30 minutes of whetstone sharpening tips

I recognize your efforts at self therapy and applaud them.

My whetstone is very sharp.



The Lansky Mini crock stick is ideal for kitchen knives, it’s very simple, gives an edge that’s easily sharp enough for most people’s kitchen needs, can be carried on a keychain, and costs about five bucks.
Works for pocket knives as well.

I’ve never liked those. They can chip a blade, the angle is very wide. And they remove metal in such a limited band so close to the edge you rapidly lose the overall geometry, leaving a knife that can’t be sharpened without some re-profiling. I have a pocket knife from a friend that used one of those religiously, and it took a lot of grinding to get an edge on there after he’d used the Lansky for a just a couple years. I needed to thin things out and put a completely new bevel on there.
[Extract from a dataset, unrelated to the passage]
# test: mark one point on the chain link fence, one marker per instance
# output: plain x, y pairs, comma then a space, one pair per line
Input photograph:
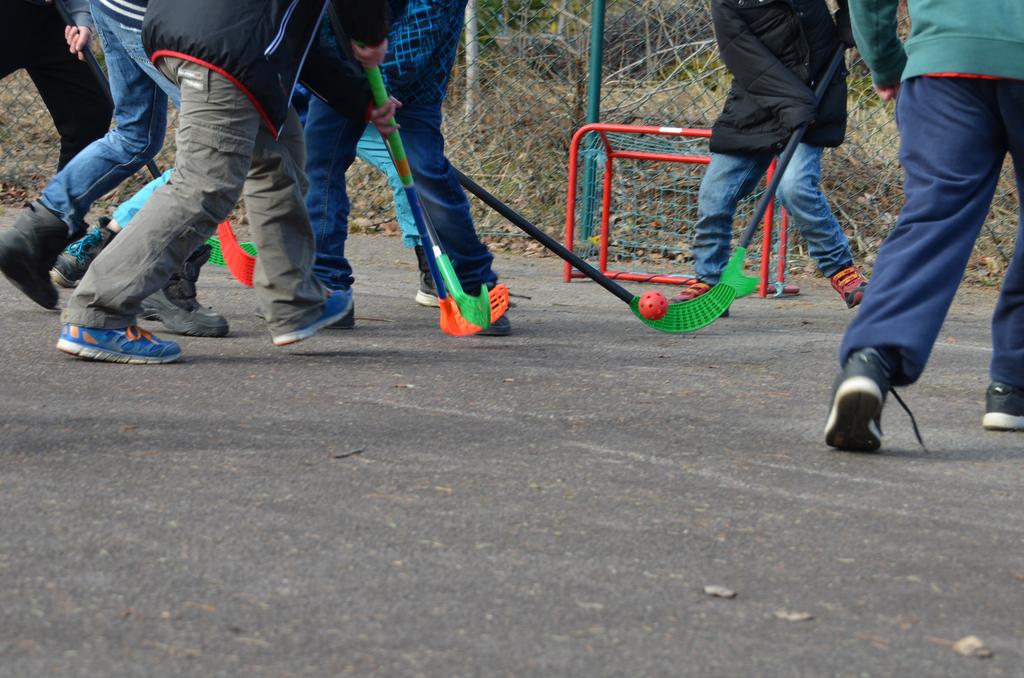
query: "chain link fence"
519, 91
On the plus side it taught me a lot about sharpening.

They work very well for touch ups, pretty common in meat processing/butchery and the default thing for fish mongers. But they aren’t a substitute for proper sharpening.

There are so many affordable sharpening systems on the market with controlled edge angles, and it so easy to make one’s own, that the only real reason to use a whetstone freehand is for the fun of it. (I have a couple of combination stones and some diamond plates, and I’m not terrible at using them, but when I need a good edge quick I’ll use a fixable-angle device.)